Imaginez deux praticiens. Le premier maîtrise quinze techniques qu’il pratique occasionnellement. Le second en maîtrise quatre, mais les pratique depuis plusieurs années, les adapte avec finesse aux personnes qu’il reçoit, analyse ses difficultés et connaît parfaitement les limites de son intervention. Lequel est le plus expert ? La réponse n’est évidemment pas contenue dans le nombre de lignes affichées sur leur CV.

Les recherches consacrées à l’expertise professionnelle montrent que l’ancienneté ou l’accumulation de connaissances ne suffisent pas non plus à produire automatiquement de l’expertise. La progression dépend notamment de la pratique, du retour obtenu sur celle-ci et de la capacité à ajuster progressivement son comportement.

Au début d’une carrière, on apprend beaucoup de choses nouvelles.
Plus tard, progresser consiste souvent à mieux utiliser ce que l’on sait déjà.

Ce changement de perspective peut transformer complètement votre façon de choisir vos formations.

Une compétence s'apprend aussi entre deux formations.

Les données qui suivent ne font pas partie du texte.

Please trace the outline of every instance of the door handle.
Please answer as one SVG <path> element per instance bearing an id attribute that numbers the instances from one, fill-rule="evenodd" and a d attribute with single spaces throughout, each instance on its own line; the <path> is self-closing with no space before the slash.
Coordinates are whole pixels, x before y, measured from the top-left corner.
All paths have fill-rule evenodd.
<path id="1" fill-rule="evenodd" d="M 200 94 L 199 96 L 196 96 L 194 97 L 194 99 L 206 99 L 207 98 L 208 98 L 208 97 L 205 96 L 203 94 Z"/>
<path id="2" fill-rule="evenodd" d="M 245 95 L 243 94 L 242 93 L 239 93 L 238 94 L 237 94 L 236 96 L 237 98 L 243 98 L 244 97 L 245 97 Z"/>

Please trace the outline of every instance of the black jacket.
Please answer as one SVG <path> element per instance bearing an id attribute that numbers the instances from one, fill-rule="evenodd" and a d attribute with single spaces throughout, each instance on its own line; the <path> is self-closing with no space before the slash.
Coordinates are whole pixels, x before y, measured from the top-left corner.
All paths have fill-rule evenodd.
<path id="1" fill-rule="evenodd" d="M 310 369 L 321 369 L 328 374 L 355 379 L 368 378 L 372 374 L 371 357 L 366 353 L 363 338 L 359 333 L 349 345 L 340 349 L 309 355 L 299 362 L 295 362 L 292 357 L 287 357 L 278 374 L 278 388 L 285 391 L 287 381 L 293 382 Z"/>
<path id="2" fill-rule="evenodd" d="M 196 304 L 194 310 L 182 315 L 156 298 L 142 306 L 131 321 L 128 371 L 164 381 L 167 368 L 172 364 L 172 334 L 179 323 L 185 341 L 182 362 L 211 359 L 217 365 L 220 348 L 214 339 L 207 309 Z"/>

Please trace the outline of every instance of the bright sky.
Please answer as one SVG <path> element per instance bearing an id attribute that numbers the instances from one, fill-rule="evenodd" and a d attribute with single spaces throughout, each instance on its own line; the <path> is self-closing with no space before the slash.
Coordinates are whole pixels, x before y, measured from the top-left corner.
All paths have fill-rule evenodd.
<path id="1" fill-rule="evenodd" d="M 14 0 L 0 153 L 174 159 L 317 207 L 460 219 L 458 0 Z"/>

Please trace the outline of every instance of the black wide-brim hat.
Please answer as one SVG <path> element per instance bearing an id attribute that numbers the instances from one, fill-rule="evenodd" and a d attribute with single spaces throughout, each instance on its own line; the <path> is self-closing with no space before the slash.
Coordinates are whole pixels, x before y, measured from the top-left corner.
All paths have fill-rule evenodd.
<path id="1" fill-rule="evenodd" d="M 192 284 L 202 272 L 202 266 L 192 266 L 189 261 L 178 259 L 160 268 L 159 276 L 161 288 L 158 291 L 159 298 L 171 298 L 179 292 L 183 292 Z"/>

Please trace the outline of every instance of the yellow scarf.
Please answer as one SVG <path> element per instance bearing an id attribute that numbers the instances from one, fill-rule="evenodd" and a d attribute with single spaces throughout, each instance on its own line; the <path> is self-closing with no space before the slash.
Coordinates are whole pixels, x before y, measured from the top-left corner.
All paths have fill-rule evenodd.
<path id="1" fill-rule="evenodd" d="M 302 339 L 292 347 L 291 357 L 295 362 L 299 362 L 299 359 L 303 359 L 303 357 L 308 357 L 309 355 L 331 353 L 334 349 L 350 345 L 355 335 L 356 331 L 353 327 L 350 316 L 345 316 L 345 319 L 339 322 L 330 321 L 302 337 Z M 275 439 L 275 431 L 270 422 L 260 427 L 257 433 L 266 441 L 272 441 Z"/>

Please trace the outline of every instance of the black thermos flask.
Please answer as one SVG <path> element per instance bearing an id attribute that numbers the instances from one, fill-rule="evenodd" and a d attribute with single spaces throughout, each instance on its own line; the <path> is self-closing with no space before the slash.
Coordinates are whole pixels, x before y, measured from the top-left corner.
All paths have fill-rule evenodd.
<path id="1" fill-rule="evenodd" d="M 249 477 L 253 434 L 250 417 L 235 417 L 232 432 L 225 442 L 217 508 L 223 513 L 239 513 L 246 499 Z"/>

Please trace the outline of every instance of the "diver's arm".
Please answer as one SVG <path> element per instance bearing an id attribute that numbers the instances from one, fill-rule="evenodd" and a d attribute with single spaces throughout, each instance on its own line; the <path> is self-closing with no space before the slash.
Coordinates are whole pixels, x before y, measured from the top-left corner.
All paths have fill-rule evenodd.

Nous avons tendance à associer apprentissage et formation. Pourtant, une grande partie du développement professionnel se déroule ailleurs. Vous pouvez progresser en :

  • analysant une séance qui vous a mis en difficulté ;
  • demandant un retour à un confrère ;
  • observant un praticien expérimenté ;
  • participant à un groupe d’échange de pratiques ;
  • reprenant vos notes quelques mois après une formation ;
  • lisant un ouvrage professionnel ;
  • travaillant votre ergonomie ;
  • interrogeant vos clients sur leur expérience ;
  • tenant un journal de pratique ;
  • participant à une supervision ou une intervision.

Autrement dit :

Votre cabinet peut lui aussi devenir un lieu de formation.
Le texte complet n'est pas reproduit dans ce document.